Atatürk naquit en Anatolie (Turquie actuelle) sous le règne d’Abdülhamid II, Sultan tristement célèbre pour avoir allumé les premiers feux du génocide arménien.

L’empire Ottoman était alors une théocratie où régnait, sans partage, le Sultan qui s’appuyait sur un Clergé hiérarchisé, opposé à toute modernité.

Ce Sultanat était toutefois construit sur des allumettes : sa dette abyssale le rendait dépendant des grandes puissances européennes qui regardaient avec envie : « ce grand corps malade ».

Le militaire

Mustafa Kemal était avant tout un militaire, qui intégra, dès son plus jeune âge, l’école de guerre d’Istanbul (anciennement Constantinople). En 1905, il fut nommé capitaine, doté du surnom de « Kemal » : « la perfection ».

Héritier clandestin des Lumières

Ce fut de manière clandestine que Mustafa KEMAL débuta sa carrière politique : au sein du Parti Patrie et Liberté (inconcevable aujourd’hui dans la Turquie d’ERDOGAN) qui fustigeait dans les caves obscures d’Istanbul, le caractère rétrograde de l’Islam et dénommait l’ennemi : le clergé. On se serait crû en 1770, dans un salon parisien animé par Diderot, Rousseau ou Montesquieu, les grandes figures de la Révolution française, auxquelles Mustafa KEMAL n’avait cesse de faire référence.

Les Jeunes Turcs

Son groupe clandestin (le Vatan) fut vite découvert par les autorités et Mustafa KEMAL fut enfermé, pour quelques semaines, dans les geôles du Sultan. Il rejoignit en 1905 un régiment stationné à Thessalonique où il découvrit un courant frère du Vatan : Union et progrès. Il adhéra brièvement à ce mouvement initié par les « Jeunes Turcs » (parti révolutionnaire et nationaliste). Ces derniers accédèrent au pouvoir en 1908, à l’occasion d’une brève révolution. Les Jeunes Turcs, persécutés dans leurs premières heures en raison de leur athéisme, pouvaient remercier Mustafa KEMAL, alors en charge de l’armée de Macédoine.

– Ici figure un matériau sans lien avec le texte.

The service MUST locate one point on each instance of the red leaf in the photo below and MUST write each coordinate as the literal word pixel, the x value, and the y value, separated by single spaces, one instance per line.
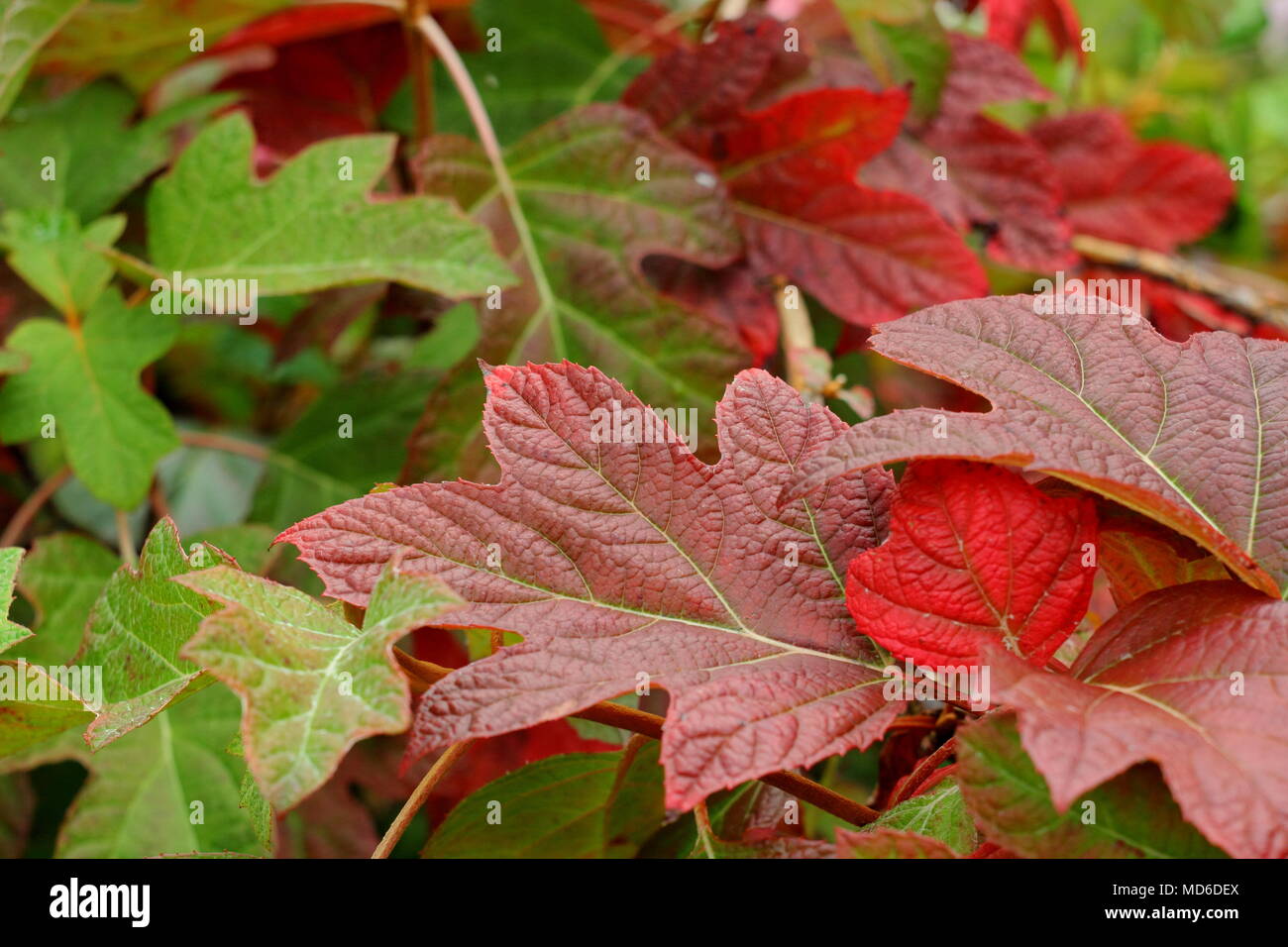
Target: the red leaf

Mustapha KEMAL, entre 1911 et 1914, s’illustra comme protecteur de la nation ottomane, emportant quelques batailles stratégiques contre des nations européennes, sauvant ainsi son indépendance. Sa popularité n’avait cesse de grimper.

La Guerre

Les jeunes Turcs entrainèrent ensuite l’empire ottoman dans la première guerre mondiale aux côtés de l’Allemagne de Bismarck.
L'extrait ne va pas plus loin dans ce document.